The invention discloses a design method of a guided rocket projectile angle constraint guidance law with fixed time convergence, which comprises the steps of firstly designing a fixed time state observer based on a consistent accurate robust differentiator algorithm to estimate an unmeasurable system state; then designing an integral sliding mode surface converging at fixed time and providing a fixed time guidance law; compared with the traditional limited time angle constraint guidance law, the method can not only ensure that the upper bound of convergence time is not influenced by an initial state, but also simplify the hardware composition of a guidance system by adopting a partial state feedback strategy, is convenient for engineering application, and effectively solves the two problems of the angle constraint guidance law. Finally, the effectiveness of the method is verified through simulation.

Description

Constant time convergence guidance rocket projectile angle constraint guidance law design method

Technical Field

The invention belongs to the technical field of rockets, and particularly relates to a guided rocket projectile angle constraint guidance law design method with fixed time convergence.

Background

The proportional guidance law is widely applied to the design of guidance systems of various guided rocket projectiles as a classical guidance method. However, the traditional proportional guidance law has the problems of weak sudden prevention capability, weak robustness and the like, and the problems have higher requirements on the performance of a guidance algorithm. If the target is hit by adopting a terminal constraint angle mode, on one hand, the outburst prevention effect can be improved, and in addition, the damage efficiency can be optimized, and the angle constraint guidance law is an important means for realizing the attack mode.

In order to improve the angle constraint guidance law performance, many researches have been conducted based on advanced control theory. In order to improve the robust performance of the angle constraint guidance law under uncertain disturbances such as target maneuver, unmodeled dynamics and the like, the angle constraint guidance law based on methods such as sliding mode control, self-adaptive control and the like appears. In recent years, with the development of a finite time control theory, an angle constraint guidance law based on a finite time stabilization method also appears. Compared with the traditional progressive stabilization method, the limited time angle constraint guidance law can realize the limited time of the guidance error, and the rapidity and the high precision of convergence are ensured. Compared with the traditional finite time control, the upper limit of the convergence time of the fixed time control method is irrelevant to the initial value of the system, so that the problem that the convergence speed is influenced by the initial value of the system in the traditional finite time control can be effectively solved. On the other hand, the development of observer technology provides a basis for developing guidance law designs with part of states being measurable.

At present, two main problems exist, so that the limited time angle constraint guidance law is difficult to realize in engineering: 1) The convergence time is related to the initial state of the bullet, and when the initial value is large, the system convergence speed cannot be ensured; 2) The existing methods all adopt full state feedback for guidance, and in fact, partial states are difficult to realize due to high measurement cost.

Disclosure of Invention

In order to overcome the defects of the prior art, the invention provides a design method of guided rocket projectile angle constraint guidance law with fixed time convergence, which comprises the steps of firstly designing a fixed time state observer to estimate an unmeasurable system state based on a consistent accurate robust differentiator algorithm; then designing an integral sliding mode surface converging at fixed time and providing a fixed time guidance law; compared with the traditional limited time angle constraint guidance law, the method can not only ensure that the upper bound of convergence time is not influenced by an initial state, but also simplify the hardware composition of a guidance system by adopting a partial state feedback strategy, is convenient for engineering application, and effectively solves the two problems of the angle constraint guidance law.
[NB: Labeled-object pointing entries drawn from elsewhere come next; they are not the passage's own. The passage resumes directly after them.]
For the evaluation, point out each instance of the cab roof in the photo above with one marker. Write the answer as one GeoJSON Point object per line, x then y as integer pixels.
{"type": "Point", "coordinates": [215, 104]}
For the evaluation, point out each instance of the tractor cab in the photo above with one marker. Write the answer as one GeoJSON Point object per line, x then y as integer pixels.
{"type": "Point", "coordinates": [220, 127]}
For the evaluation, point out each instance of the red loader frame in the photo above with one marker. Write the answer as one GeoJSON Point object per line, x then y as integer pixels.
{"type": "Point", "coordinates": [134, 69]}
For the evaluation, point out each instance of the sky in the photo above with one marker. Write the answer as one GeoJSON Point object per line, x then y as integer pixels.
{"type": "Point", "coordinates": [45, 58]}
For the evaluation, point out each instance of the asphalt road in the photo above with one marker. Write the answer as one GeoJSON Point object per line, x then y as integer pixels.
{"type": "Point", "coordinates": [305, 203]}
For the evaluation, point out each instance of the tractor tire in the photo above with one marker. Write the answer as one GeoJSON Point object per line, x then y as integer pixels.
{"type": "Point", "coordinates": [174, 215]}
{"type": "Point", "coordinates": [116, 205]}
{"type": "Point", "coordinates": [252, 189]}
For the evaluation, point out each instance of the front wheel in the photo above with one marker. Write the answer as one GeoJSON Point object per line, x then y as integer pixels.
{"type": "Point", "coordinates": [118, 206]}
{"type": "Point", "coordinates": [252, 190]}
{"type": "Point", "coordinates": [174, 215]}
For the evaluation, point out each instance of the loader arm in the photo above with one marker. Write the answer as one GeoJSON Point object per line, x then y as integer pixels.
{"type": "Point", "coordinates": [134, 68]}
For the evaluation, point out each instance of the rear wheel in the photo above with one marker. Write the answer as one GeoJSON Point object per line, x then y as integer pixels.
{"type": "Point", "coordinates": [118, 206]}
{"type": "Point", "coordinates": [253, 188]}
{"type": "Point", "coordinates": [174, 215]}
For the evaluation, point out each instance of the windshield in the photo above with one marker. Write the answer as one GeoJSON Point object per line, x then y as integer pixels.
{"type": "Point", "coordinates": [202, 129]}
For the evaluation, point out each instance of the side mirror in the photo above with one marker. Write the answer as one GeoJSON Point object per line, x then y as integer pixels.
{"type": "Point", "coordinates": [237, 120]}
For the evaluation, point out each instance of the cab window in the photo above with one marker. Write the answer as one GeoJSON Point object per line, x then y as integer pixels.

Finally, the effectiveness of the method is verified through simulation.

The technical scheme adopted for solving the technical problems is as follows:

step 1: building a system 1:

Wherein the method comprises the steps of Is to uncertainty interference and meet/>，/>Is a positive constant; /(I)For the system state of system 1,/>、/>/>Is a positive constant; /(I)Representing a sign function;

If it is And/>While satisfying the following parameter fields/>：

Then/>Will be at a finite time/>Inner convergence to 0; at the same time, convergence time/>Upper bound meets/>WhereinIs a normal number and is associated with initial state/>/>Is irrelevant;

Step 2: building a system 2:

Wherein the method comprises the steps of Is the system state of system 2; if the constant parameter/>Satisfy/>，/>，/>，/>，/>，/>，/>And/>While the initial state/>, of system 2Is bounded, the system state of system 2 converges in a fixed time:

Wherein, A system state convergence time for system 2; /(I)Is a normal number independent of the initial state of the system;

step 3: establishing a guidance system equation;

Step 4: guidance law design.

Further, the step3 specifically includes the following steps:

Is provided with Representing the object,/>Representing a guided rocket projectile, the position of the guided rocket projectile being/>The target position is；/>Representing the flight speed of a guided rocket projectile,/>For the speed of the target,/>And/>Ballistic inclination angles of guided rocket projectile and target respectively,/>For the relative distance of the bullet and the mesh,/>Is the angle of sight,/>And/>Normal control acceleration of the guided rocket projectile and the target are respectively controlled;

the relative equations of motion of the guided rocket projectile and the target are as follows:

Is provided with Let the angle error/>, for the desired angleLet/>The guidance system equation is obtained as follows:

Wherein, Representing an angular velocity error; /(I)Indicating interference.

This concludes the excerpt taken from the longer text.